Guar gum is used to make emulsions, for marbling colors, and to thicken water-based paint.
Guar gum is the ground endosperm of guar beans. The guar seeds are dehusked, milled, and screened to obtain the guar gum. Our guar gum is produced in Pakistan as a free-flowing, pale, off-white, fine ground powder, greater than 200 mesh.
Guar gum is a polysaccharide composed of the sugars galactose and mannose. Guar gum is more soluble than locust bean gum and is a better emulsifier. Unlike locust bean gum, it is not self-gelling. However, either borax or calcium (soluble calcium compounds, such as calcium chloride, are more effective) can cross-link guar gum, causing it to gel. In water, it is nonionic and hydrocolloidal. It is not affected by ionic strength or pH but will degrade at pH extremes. It remains stable in solution over the pH range of 5-7. Strong acids and alkalies can reduce its viscosity in solution.
Thickening: Guar gum shows high low-shear viscosity but is strongly shear-thinning. It is very thixotropic above 1% concentration, but below 0.3% its thixotropy is slight. It has a much greater low-shear viscosity than that of other hydrocolloid gums. Guar gum shows viscosity synergy with xanthan gum. Guar gum and casein mixtures can be slightly thixotropic.

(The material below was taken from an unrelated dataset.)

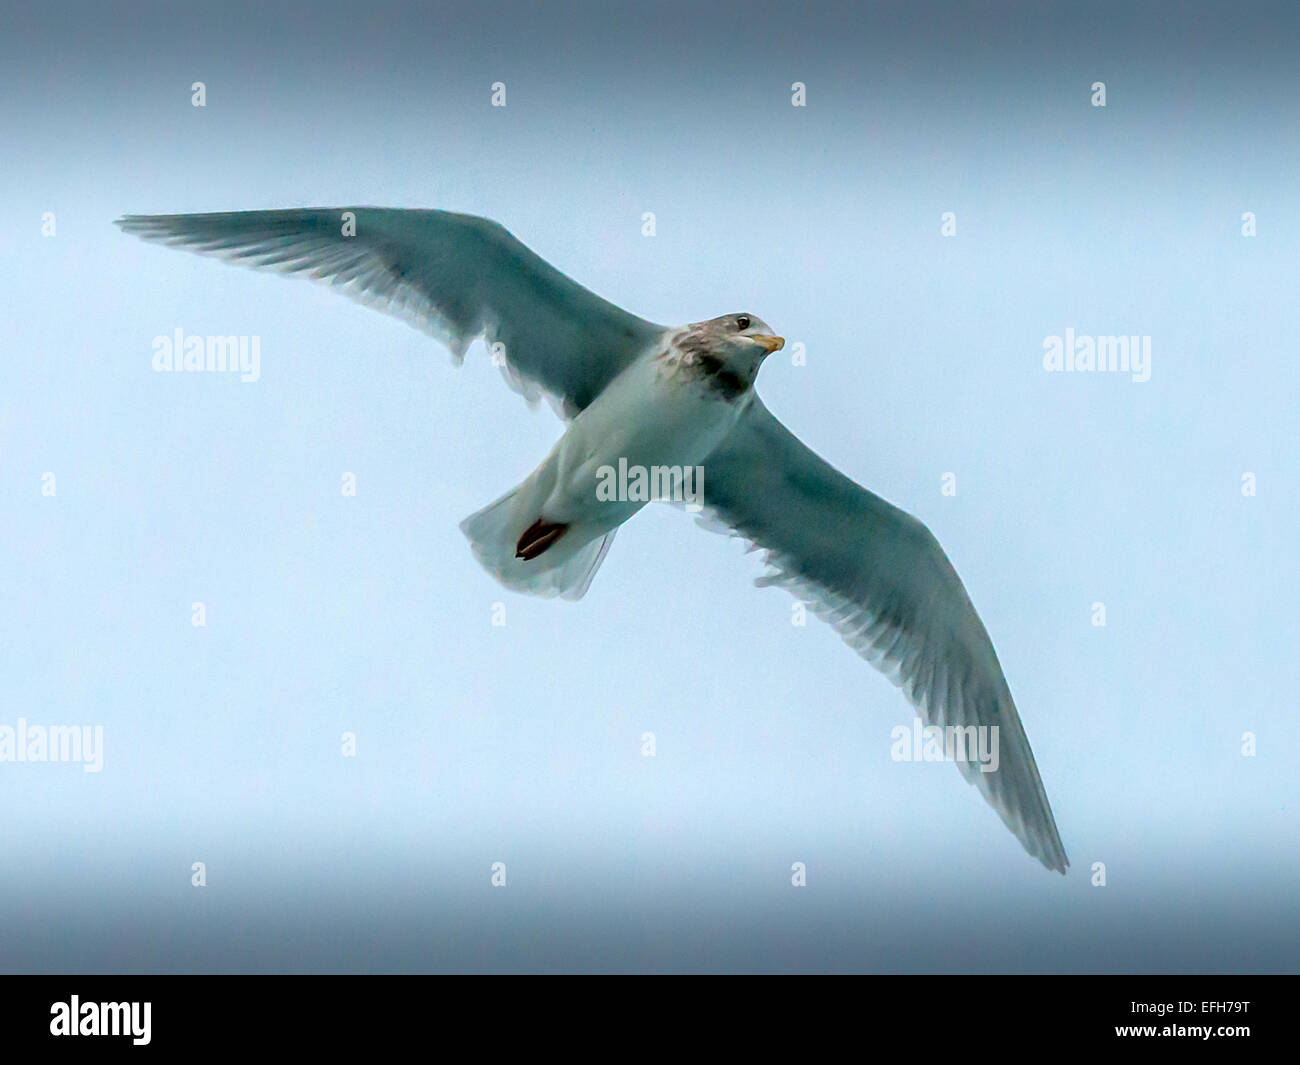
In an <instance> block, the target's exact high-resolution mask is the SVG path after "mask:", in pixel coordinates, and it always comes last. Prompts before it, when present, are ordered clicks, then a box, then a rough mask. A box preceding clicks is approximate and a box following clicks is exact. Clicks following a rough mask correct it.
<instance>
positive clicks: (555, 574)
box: [460, 481, 616, 599]
mask: <svg viewBox="0 0 1300 1065" xmlns="http://www.w3.org/2000/svg"><path fill="white" fill-rule="evenodd" d="M537 494H538V493H537V490H536V486H534V485H533V484H532V481H524V484H521V485H520V486H519V488H516V489H515V490H513V492H510V493H507V494H506V495H503V497H502V498H500V499H498V501H497V502H495V503H491V505H489V506H486V507H484V508H482V510H481V511H478V512H477V514H472V515H469V518H467V519H465V520H464V521H461V523H460V531H461V532H463V533H464V534H465V536H467V537H468V538H469V547H471V550H473V553H474V558H477V559H478V562H480V564H481V566H482V567H484V568H485V570H486V571H487V572H489V573H491V575H493V576H494V577H497V580H499V581H500V583H502V584H504V585H506V586H507V588H511V589H513V590H515V592H523V593H525V594H529V596H543V597H550V596H560V597H562V598H565V599H581V598H582V596H585V594H586V589H588V588H589V586H590V585H591V577H594V576H595V571H597V570H599V568H601V563H602V562H603V560H604V555H606V553H607V551H608V550H610V544H612V542H614V533H615V532H616V529H611V531H610V532H607V533H598V532H593V531H584V528H582V525H580V524H578V525H568V527H567V528H564V534H563V536H560V537H558V538H556V540H552V541H551V542H550V544H549V546H546V547H545V550H542V551H541V553H539V554H532V553H525V554H528V557H526V558H525V557H523V555H521V554H520V549H519V545H520V541H521V538H523V537H524V534H525V533H526V532H528V531H529V529H530V528H532V527H533V524H534V523H536V521H537V520H538V515H537V514H536V510H537V507H539V506H541V501H538V499H534V498H532V497H534V495H537Z"/></svg>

Use to thicken water-based paints, such as watercolor and casein paints.
Emulsifying Agent: Guar gum has almost 8 times the water-thickening potency of cornstarch—only a very small quantity is needed for producing sufficient viscosity. Thus it is used effectively as an emulsifier because it helps to prevent oil droplets from coalescing, and as a stabilizer, because it helps to prevent solid particles from settling.